Xiamen airport has become China's test case for finding new funds. After Cathay Pacific's retreat last December ended the first attempted airport development with a foreign investor, Xiamen has now taken the lead again and become China's first airport to make a public offering. But foreign equity is proving elusive.

Xiamen's airport authority went public with a share offering on Shanghai's stock exchange in mid-April, planning to raise nearly $28 million from domestic investors for a quarter of its share capital. The authority plans to use the proceeds to help construct a third terminal.

Beijing is desperate to find alternative funds. An official from the Civil Aviation Administration of China is quoted in the China Daily as saying that this year's 30 per cent increase in state funding for airports is still 'far from enough.' Most of this year's $1.1 billion is earmarked for major airport upgrades, leaving smaller provinces and cities largely on their own. Thus, Shenzhen and Zhuhai airports have both announced plans for share offerings.
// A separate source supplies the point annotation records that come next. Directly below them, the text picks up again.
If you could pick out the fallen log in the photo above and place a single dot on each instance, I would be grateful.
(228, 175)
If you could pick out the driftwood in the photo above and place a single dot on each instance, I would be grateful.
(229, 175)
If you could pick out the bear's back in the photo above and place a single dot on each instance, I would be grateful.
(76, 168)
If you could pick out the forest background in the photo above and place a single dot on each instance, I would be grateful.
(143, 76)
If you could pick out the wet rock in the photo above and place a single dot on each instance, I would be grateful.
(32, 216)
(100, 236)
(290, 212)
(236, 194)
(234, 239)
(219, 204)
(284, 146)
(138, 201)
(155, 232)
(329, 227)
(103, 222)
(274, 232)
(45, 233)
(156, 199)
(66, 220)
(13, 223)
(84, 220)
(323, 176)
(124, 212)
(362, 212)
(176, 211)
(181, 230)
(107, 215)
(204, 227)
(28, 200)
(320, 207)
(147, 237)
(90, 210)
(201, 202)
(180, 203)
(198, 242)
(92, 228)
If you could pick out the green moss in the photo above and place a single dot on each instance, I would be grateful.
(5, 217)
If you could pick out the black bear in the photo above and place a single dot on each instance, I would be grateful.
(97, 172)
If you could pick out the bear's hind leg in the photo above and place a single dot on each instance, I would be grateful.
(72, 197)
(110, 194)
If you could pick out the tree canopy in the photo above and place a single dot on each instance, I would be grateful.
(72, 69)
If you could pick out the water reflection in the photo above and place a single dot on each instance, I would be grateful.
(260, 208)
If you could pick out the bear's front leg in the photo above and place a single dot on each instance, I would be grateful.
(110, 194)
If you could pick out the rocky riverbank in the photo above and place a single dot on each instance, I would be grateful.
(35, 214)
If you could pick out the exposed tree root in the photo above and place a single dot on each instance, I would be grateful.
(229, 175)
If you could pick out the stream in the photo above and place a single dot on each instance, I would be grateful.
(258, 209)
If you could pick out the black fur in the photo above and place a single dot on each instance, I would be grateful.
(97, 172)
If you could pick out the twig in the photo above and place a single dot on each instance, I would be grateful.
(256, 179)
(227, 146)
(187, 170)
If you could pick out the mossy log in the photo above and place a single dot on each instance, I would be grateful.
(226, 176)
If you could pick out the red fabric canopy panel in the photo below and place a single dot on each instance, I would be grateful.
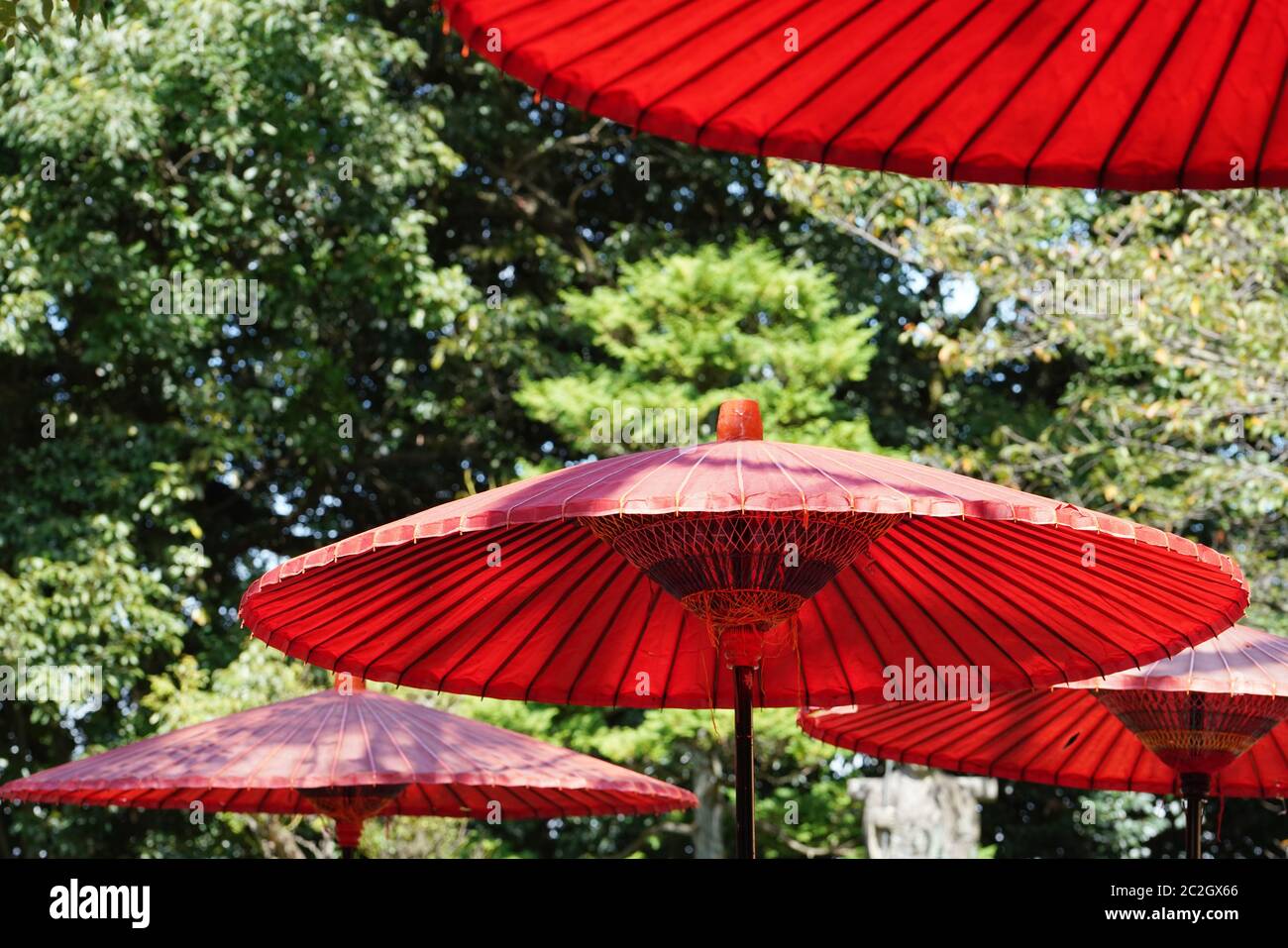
(1132, 94)
(1067, 737)
(268, 759)
(509, 594)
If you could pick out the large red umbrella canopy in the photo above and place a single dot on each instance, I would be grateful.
(352, 756)
(742, 572)
(1216, 711)
(566, 587)
(1134, 94)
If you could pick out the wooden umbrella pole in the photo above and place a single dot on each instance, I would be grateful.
(1194, 789)
(745, 763)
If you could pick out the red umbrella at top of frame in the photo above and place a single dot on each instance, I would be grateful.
(742, 572)
(352, 755)
(1132, 94)
(1211, 719)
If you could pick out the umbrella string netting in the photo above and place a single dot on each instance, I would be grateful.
(745, 575)
(1196, 732)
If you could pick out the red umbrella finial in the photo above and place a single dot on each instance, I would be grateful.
(348, 683)
(739, 420)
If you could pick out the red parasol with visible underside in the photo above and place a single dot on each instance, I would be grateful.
(351, 755)
(742, 572)
(1212, 719)
(1132, 94)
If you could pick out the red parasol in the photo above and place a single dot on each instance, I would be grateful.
(1136, 94)
(666, 579)
(1214, 719)
(352, 755)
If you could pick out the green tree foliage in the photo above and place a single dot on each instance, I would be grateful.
(1121, 352)
(691, 330)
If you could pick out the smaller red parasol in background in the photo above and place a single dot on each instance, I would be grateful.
(349, 754)
(1210, 719)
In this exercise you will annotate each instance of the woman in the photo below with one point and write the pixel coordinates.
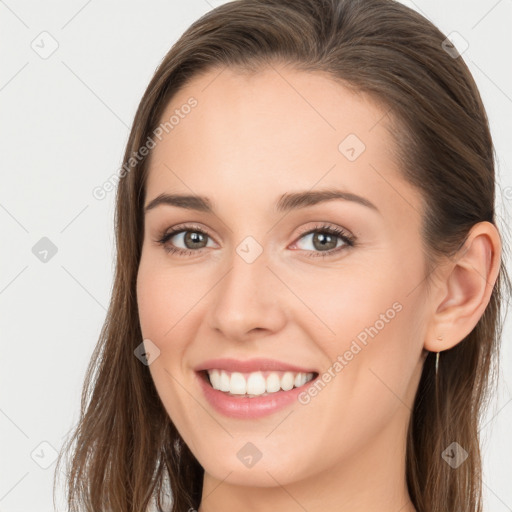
(305, 223)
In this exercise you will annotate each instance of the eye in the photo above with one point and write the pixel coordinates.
(194, 238)
(327, 237)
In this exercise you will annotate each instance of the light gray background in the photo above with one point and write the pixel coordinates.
(65, 122)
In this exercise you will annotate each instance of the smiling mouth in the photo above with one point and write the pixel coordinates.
(256, 384)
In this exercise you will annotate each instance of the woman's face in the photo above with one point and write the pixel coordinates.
(250, 282)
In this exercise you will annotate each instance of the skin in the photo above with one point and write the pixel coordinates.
(250, 139)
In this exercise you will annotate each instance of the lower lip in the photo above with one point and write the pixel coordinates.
(245, 407)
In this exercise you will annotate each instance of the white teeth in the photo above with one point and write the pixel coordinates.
(255, 384)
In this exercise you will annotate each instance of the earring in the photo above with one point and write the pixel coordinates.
(440, 338)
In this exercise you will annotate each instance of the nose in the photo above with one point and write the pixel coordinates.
(248, 299)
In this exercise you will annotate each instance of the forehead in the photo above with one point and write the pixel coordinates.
(262, 134)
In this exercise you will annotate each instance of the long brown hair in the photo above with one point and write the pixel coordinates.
(125, 450)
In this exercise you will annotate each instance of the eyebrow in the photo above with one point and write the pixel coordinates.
(287, 202)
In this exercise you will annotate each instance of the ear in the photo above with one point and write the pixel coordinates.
(463, 288)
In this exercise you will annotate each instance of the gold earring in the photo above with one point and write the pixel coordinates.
(440, 338)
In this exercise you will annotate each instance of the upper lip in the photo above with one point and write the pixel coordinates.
(250, 365)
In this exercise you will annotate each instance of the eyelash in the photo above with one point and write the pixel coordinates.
(349, 240)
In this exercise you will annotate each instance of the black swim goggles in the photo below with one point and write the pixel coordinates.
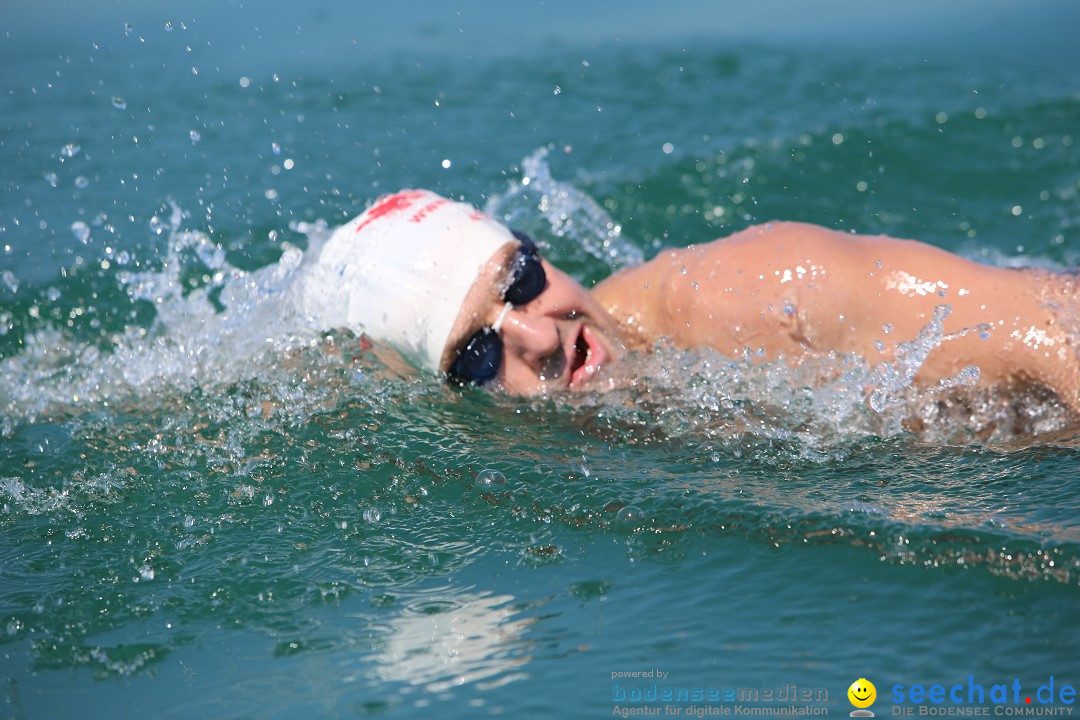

Yet even the big cities are scrambling. Guangzhou recently created a quasi-public investment company to raise a third of the $1.8 billion needed for its new airport through a public offering. Shanghai is soliciting foreign investors to put up $1 billion for its second airport at Pudong.

Foreign governments have provided or guaranteed debt financing for a number of Chinese airports, with Japan, France and Kuwait leading the way, but foreign equity remains elusive. Inadequate airport revenues is the reason most often cited for this lack of interest.